Cooperative algorithms typically involve arrays of units that are narrowly tuned for dissonance, similar to tuned null neurons.

A nonlocal interaction that gathers evidence to guide this decision

• The Chip
• Input
• Analog Psychophysics
• Interpolation from Unambiguous Endpoints

The resistors connecting the analog units are pulled with fuses controlled by the output of the monocular units. The response of the analog-valued array and the inhibitory array is monitored on an oscilloscope. . rope --9. The heart of the chip is the correlator array, analogous to the tuned excitatory cells.

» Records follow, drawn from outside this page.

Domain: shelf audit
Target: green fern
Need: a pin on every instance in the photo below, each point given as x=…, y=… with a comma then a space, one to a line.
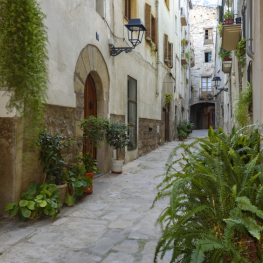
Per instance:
x=214, y=198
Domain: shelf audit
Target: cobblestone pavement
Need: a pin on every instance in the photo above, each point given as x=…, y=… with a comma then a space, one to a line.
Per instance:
x=114, y=225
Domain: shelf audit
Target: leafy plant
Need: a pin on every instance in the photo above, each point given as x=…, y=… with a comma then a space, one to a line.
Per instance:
x=220, y=29
x=23, y=67
x=93, y=131
x=228, y=15
x=182, y=134
x=184, y=42
x=241, y=106
x=51, y=157
x=36, y=201
x=168, y=98
x=241, y=53
x=116, y=136
x=215, y=210
x=153, y=49
x=89, y=163
x=75, y=178
x=223, y=54
x=187, y=55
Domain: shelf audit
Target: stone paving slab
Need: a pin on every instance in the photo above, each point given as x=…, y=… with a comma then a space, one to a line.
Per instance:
x=114, y=225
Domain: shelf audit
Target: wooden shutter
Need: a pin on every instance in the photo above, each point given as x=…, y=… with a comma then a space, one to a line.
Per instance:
x=154, y=30
x=148, y=23
x=171, y=55
x=127, y=9
x=165, y=46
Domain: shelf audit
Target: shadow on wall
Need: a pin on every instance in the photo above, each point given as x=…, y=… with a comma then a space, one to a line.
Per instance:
x=203, y=115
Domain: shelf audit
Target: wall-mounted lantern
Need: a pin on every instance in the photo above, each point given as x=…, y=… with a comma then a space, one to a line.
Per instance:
x=134, y=25
x=216, y=81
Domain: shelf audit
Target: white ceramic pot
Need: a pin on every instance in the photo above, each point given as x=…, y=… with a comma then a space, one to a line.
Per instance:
x=116, y=166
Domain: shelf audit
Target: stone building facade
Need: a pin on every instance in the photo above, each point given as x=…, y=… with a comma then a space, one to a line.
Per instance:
x=234, y=78
x=203, y=38
x=79, y=52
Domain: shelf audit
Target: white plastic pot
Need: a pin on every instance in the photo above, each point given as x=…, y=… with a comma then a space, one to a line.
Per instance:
x=116, y=166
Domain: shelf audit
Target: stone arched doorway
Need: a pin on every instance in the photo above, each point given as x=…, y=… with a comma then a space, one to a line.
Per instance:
x=91, y=69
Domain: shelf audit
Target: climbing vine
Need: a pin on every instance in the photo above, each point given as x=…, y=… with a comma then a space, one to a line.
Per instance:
x=241, y=52
x=241, y=108
x=23, y=68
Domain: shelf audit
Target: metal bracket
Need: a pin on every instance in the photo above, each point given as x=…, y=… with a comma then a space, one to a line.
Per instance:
x=115, y=51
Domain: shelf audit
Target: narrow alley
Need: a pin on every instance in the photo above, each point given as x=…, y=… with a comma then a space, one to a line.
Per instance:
x=115, y=224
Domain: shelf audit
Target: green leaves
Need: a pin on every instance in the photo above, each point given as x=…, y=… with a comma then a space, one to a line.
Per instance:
x=23, y=67
x=215, y=190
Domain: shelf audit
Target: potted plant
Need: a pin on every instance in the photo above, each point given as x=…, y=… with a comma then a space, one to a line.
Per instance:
x=229, y=17
x=184, y=43
x=90, y=170
x=168, y=98
x=36, y=201
x=52, y=159
x=182, y=135
x=93, y=132
x=116, y=136
x=224, y=54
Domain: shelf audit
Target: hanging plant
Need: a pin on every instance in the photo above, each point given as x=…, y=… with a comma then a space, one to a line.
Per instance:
x=23, y=68
x=241, y=108
x=241, y=53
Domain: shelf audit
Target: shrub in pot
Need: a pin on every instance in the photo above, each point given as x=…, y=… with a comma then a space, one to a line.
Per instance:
x=37, y=200
x=77, y=182
x=93, y=132
x=90, y=170
x=52, y=158
x=215, y=212
x=229, y=17
x=116, y=136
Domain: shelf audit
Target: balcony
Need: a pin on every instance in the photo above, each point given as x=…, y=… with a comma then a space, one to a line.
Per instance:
x=192, y=58
x=183, y=18
x=184, y=60
x=226, y=66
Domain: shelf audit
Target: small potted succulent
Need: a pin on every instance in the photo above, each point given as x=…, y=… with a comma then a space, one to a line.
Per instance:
x=229, y=17
x=116, y=136
x=90, y=170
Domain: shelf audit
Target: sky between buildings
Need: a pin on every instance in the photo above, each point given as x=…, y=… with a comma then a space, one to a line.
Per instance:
x=205, y=2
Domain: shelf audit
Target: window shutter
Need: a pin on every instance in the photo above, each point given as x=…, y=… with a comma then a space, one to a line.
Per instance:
x=153, y=30
x=148, y=23
x=127, y=9
x=165, y=46
x=171, y=55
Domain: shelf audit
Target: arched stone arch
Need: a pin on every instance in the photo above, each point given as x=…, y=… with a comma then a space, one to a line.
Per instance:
x=91, y=61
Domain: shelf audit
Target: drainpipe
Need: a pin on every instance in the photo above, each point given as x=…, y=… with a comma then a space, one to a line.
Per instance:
x=250, y=53
x=158, y=46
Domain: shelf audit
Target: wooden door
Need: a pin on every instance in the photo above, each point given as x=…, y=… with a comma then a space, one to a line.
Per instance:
x=90, y=107
x=167, y=124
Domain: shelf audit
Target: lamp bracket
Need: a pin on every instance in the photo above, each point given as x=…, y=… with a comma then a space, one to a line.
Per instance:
x=115, y=51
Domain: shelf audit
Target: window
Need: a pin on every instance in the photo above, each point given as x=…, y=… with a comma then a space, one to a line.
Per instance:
x=150, y=24
x=127, y=9
x=132, y=112
x=206, y=85
x=208, y=57
x=208, y=36
x=168, y=52
x=167, y=2
x=176, y=24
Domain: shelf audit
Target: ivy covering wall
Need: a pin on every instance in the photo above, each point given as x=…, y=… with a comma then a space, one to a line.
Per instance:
x=23, y=67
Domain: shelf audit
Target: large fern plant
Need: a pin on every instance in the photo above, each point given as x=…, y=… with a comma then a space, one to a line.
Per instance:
x=215, y=212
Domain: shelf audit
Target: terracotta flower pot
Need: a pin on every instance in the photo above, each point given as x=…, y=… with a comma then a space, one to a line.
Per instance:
x=63, y=190
x=89, y=191
x=229, y=21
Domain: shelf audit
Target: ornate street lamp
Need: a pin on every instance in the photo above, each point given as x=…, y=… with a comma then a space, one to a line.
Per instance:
x=134, y=25
x=217, y=81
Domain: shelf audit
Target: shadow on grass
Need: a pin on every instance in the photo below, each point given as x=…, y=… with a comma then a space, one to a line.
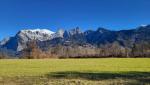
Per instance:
x=139, y=76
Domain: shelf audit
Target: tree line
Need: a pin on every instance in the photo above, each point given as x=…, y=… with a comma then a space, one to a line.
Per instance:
x=33, y=51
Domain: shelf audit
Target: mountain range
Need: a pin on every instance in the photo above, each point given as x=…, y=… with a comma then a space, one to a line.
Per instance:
x=73, y=37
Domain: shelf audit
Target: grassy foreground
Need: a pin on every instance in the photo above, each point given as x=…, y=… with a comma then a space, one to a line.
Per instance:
x=104, y=71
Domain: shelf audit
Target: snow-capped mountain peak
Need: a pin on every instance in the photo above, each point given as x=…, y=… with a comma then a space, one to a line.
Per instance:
x=41, y=31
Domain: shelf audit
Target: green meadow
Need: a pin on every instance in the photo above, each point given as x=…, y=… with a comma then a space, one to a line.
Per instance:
x=102, y=71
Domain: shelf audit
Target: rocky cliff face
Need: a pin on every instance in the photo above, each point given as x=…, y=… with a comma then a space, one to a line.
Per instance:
x=74, y=37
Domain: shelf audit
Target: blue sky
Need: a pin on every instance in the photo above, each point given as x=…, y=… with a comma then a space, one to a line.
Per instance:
x=87, y=14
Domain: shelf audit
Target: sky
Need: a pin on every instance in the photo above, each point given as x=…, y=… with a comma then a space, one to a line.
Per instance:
x=16, y=15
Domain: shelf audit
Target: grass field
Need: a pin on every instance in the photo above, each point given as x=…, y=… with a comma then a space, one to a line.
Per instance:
x=104, y=71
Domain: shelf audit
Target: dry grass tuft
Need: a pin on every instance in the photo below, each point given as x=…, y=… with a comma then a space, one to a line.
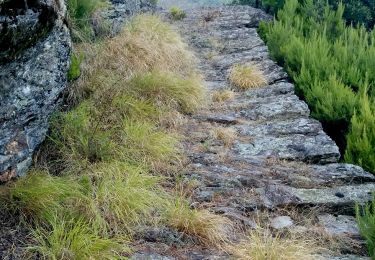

The disparity adjustment curve for the voltage on the common line of the WTA circuit is shown in Figure 4.16. This tuning curve is analogous to the disparity tuning curve of a flat disparity cell. Analog units combine activity in the correlator matrix along the same cyclopean angle lines for analog estimation of image disparity.

The magnitude of the retinal input to the monocular cell relative to that in the correlation array is set by controlling the input gain. As in the correlation set, the magnitude of the positive feedback varies with the magnitude of the retinal input. Adding units with analog values ​​allows the interpolation to occur in a more natural form.